Particularly interesting here is the part relating to “social capital” – trust and relationships in society.
Trust between bosses and employees is at an all-time low – not helped by Conservative Government policies that trample on workers and try to reduce their rights and remuneration. Look at the junior doctors’ strike for an example.
Mr Haldane is saying the direct result of this is harm to the economy, and we can see that this is true.
Why would any worker want to provide a high-quality product for an employer who is ripping them off?
And if they lose their job, why would the next worker want to provide a high-quality product for an employer who is paying them less than the last worker (because they can)?
The Tory attitude is that pay can be depressed to whatever level the market will still support – but Mr Haldane’s evidence shows that the market isn’t supporting such behaviour.
Look at the evidence of the last few years: We’ve had the slowest economic recovery in the UK’s history, and that’s largely because employers haven’t valued their workforce.
Excessive pay for top bosses is holding back economic growth in Britain, the chief economist of the Bank of England, Andy Haldane, has warned, in a significant intervention in the debate about executive remuneration in the UK’s biggest companies.
Mr Haldane, who has earned a reputation as one of the central bank’s most radical minds, highlighted in a speech in Westminster the fact that FTSE 100 bosses are now paid 150 times [as much as] the average UK worker.
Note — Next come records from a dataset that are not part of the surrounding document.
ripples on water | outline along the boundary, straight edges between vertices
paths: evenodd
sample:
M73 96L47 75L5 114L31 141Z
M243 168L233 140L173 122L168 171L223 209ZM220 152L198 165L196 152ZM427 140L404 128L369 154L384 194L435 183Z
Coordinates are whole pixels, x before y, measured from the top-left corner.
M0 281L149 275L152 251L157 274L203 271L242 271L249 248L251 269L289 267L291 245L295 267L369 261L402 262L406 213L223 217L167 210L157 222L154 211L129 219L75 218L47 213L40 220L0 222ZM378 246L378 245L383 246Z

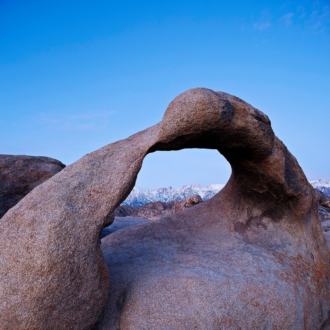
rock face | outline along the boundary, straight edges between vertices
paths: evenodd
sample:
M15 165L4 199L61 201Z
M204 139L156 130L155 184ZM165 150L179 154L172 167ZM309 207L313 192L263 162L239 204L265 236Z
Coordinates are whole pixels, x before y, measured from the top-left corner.
M189 207L187 205L187 201L185 199L180 199L175 204L174 208L174 213L181 212L184 210L188 209Z
M174 211L176 202L164 203L160 201L146 204L139 208L120 205L116 211L116 216L131 216L154 220L171 214Z
M321 222L321 226L324 232L329 231L330 230L330 219L322 221Z
M318 215L321 221L330 218L330 210L319 205Z
M174 213L181 212L203 201L202 197L197 194L188 196L185 200L181 199L177 202L174 208Z
M330 196L328 196L323 191L317 189L314 189L314 190L318 204L321 206L330 209Z
M195 194L191 196L188 196L186 198L186 201L187 202L187 205L189 207L191 207L196 204L199 204L201 203L203 201L203 200L199 195Z
M65 165L49 157L0 154L0 218Z
M133 216L116 216L113 222L110 226L106 227L102 231L101 238L103 238L103 237L123 228L126 228L130 226L136 226L140 223L145 223L151 221L152 220L148 219L135 218Z
M226 186L106 236L104 258L99 235L146 155L186 148L218 150L232 169ZM320 329L330 254L317 212L314 189L265 115L225 93L189 90L160 123L82 157L1 219L0 324Z

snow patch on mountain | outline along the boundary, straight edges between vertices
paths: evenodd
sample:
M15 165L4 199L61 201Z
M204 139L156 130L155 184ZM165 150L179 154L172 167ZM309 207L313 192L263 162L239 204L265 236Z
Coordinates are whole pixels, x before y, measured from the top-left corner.
M201 186L199 184L188 184L178 189L171 186L160 188L155 190L142 191L134 187L122 205L140 207L148 203L160 201L167 203L170 201L185 199L188 196L194 194L199 195L204 200L209 199L217 193L225 184L210 184Z
M309 181L309 182L315 189L323 191L327 195L330 195L330 180L326 179Z
M309 182L315 189L330 195L330 181L319 179ZM199 195L206 201L217 194L225 185L223 184L210 184L209 186L188 184L178 189L175 189L170 186L167 188L164 187L145 191L134 187L122 205L140 207L148 203L158 201L167 203L170 201L185 199L188 196L194 194Z

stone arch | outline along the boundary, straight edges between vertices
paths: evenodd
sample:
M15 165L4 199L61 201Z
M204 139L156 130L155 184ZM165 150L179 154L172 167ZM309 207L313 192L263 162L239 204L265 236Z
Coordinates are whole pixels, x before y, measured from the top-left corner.
M329 253L313 188L267 116L238 98L198 88L176 98L160 122L84 156L1 219L3 326L90 328L110 287L98 239L108 216L133 188L146 154L191 148L216 149L232 166L213 202L226 216L229 237L270 251L292 276L301 275L294 258L301 256L312 279L299 283L295 297L302 301L301 324L320 325L329 310Z

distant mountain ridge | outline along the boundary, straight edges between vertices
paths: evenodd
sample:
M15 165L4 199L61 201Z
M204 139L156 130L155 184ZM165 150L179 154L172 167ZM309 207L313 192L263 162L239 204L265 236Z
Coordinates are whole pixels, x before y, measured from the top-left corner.
M318 189L325 194L330 195L330 180L326 179L309 181L309 182L315 189Z
M217 193L225 185L225 184L210 184L209 186L188 184L183 186L178 189L175 189L170 186L167 188L160 188L155 190L147 190L145 191L134 187L122 205L140 207L148 203L158 201L167 203L170 201L185 199L188 196L194 194L199 195L204 200L206 200Z
M315 189L330 195L330 180L319 179L309 182ZM158 201L168 203L171 201L185 199L188 196L194 194L199 195L206 201L217 194L225 185L224 184L210 184L209 186L188 184L178 189L170 186L167 188L163 187L144 191L134 187L122 205L140 207L148 203Z

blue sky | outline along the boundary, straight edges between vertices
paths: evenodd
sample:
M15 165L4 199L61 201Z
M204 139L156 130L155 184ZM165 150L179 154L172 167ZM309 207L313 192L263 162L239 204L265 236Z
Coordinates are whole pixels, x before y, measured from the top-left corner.
M154 124L190 88L268 116L330 179L330 2L0 1L0 153L66 164ZM147 156L142 188L225 183L215 150Z

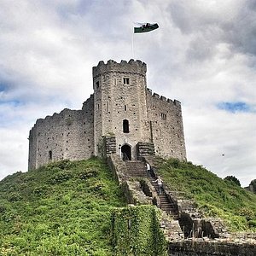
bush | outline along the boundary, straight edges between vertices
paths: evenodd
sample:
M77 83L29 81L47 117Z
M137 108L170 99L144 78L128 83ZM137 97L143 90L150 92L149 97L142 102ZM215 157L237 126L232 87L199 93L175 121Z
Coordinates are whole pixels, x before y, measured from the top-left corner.
M22 200L22 196L15 192L10 193L10 195L8 198L9 201L20 201L20 200Z
M96 177L99 172L96 169L89 169L82 171L79 176L80 179L85 180L90 177Z
M54 174L50 179L52 184L61 183L67 181L73 176L73 173L70 171L59 172Z
M252 209L248 209L247 207L241 208L239 215L244 216L247 221L253 219L255 217L254 212Z
M252 219L247 222L250 228L256 228L256 219Z
M241 187L241 183L240 181L237 177L236 177L235 176L227 176L224 178L224 180L228 180L228 181L231 181L233 182L235 184L238 185L239 187Z

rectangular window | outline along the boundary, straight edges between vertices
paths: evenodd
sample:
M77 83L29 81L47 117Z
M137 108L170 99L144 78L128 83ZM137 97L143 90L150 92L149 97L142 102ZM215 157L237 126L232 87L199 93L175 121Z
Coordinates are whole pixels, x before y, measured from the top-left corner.
M124 84L130 84L130 79L128 78L124 78Z
M161 113L161 119L165 121L166 120L166 113Z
This large and growing remuneration gap, Mr Haldane said, “drive[s] a wedge between management and employees…that in turn erodes social capital. A company, like a country, whose physical and social capital is being eroded is one whose wealth-creation capacity is being impaired.”
Social capital refers to trust and relationships in a society and Mr Haldane argued this matters “every bit as much to wealth and well-being” as financial capital such as stocks and shares and other such assets.
So far in 2016 there have been major pay revolts by shareholders at the oil giant BP, the mining group Anglo-American and the engineering company Weir, all over the level and structure of proposed remuneration packages to chief executives. A focal point of protest next month is expected to be the annual general meeting of the advertising conglomerate WPP where the annual pay of its chief executive and founder Sir Martin Sorrell is expected to soar to £70m.